Encryption of personal data should be the default everywhere. Period.
Well said. LUKS implements AES-256, which is also entrusted by the U.S. government and various other governments to protect data from state and non-state adversaries.
It is a one click process if you use user friendly distros
Asahi Linux doesn’t support encryption and getting it to work requires a lot of steps and that I reinstall it which I don’t have time for, so I don’t have it enabled on my laptop, and if it gets stolen or confiscated I’m fucked.
I have it enabled on my server and phone.
@sudoer777 @monovergent , create an encrypted container? It’s a little tedious, but fairly distro agnostic.
Edit: Definitely throw together scripts to simplify the process of unlocking and mounting.
Yes. I have sensitive info in my PC (work credentials) and in the case of a break-in, last thing I want is to jeopardize my job.
I used to, but not anymore, except for my laptop I plan on taking with me travelling. My work laptop and personal laptop are both encrypted.
I figure my home is safe enough, and I only really need encryption if I’m going to be travelling.
Exactly the same rationale as mine.
Yep. Everything except my server, which needs to be able to boot without my help. Because why not? I rarely ever reboot anything, so it doesn’t really hurt, and if anyone steals my shit they won’t get my wife’s noods.
No, I don’t encrypt. I am a grown ass man and I rarely take my laptop out of my home. I don’t have any sensitive data on my various machines.

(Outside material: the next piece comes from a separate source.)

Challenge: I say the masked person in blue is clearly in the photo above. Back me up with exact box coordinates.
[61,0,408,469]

I do use secure and encrypted cloud services to store things that I consider a security risk. Everything else is useless to a potential intruder.
I do encrypt my drives, and it’s not as transparent in Linux as it is in the others. I’m sure I could get a TPM setup for seamless boots, but I haven’t done that yet.
For mobile drivers, I still encrypt, but that locks them to one OS since LUKS isn’t cross platform. There is VeraCrypt for cross-platform encryption, but that’s one more thing to manage and install.
I do on all my devices that can as a matter of practice, not for any real threat. I’m interested to learn about how to set it up and use it on a daily basis including how to do system recoveries. I guess it’s largely academic.
Once I switched to linux as my daily driver, I didn’t have a need to do piracy anymore since all the software I need is FOSS.
Yes absolutely, it is the building block of my security posture. I encrypt because I don’t want thieves to have access to my personal data, nor do I want law enforcement or the state to have access if they were to raid my house. I’m politically active and a dissident so I find it vital to keep my data secure and private, but frankly everybody should be doing it for their own protection and peace of mind
I do not as I do not have any sensitive data and what data is sensitive are the digital documents which are securely encrypted by default via id card and its passwords.
If I start having something worth protecting I will turn on fedoras encryption. But until then anyone who manages to steal my 100 eur thinkpad and guess its password is welcome to try out linux and see if they like it I guess.
They don’t need to guess the password. If you don’t have full disk encryption I can just run another is in live mode and mount your drive and read everything. And even change the password to your fedora, by changing the hash in shadow file
oh no, if they changed the password and I got it back somehow, I could finally have an excuse to try out mint.
Every endpoint device I use is using full disk encryption, yes.
I don’t really see the point. If someone’s trying to access my data it’s most likely to be from kind of remote exploit so encryption won’t help me. If someone’s breaks into my house and steals my computer I doubt they’ll be clever enough to do anything with it. I guess there’s the chance that they might sell it online and it gets grabbed by someone who might do something, but most of my important stuff is protected with two factor authentication. It’s getting pretty far fetched that someone might be able to crack all my passwords and access things that way.
It’s far more likely that it’s me trying to recover data and I’ve forgotten my password for the drive.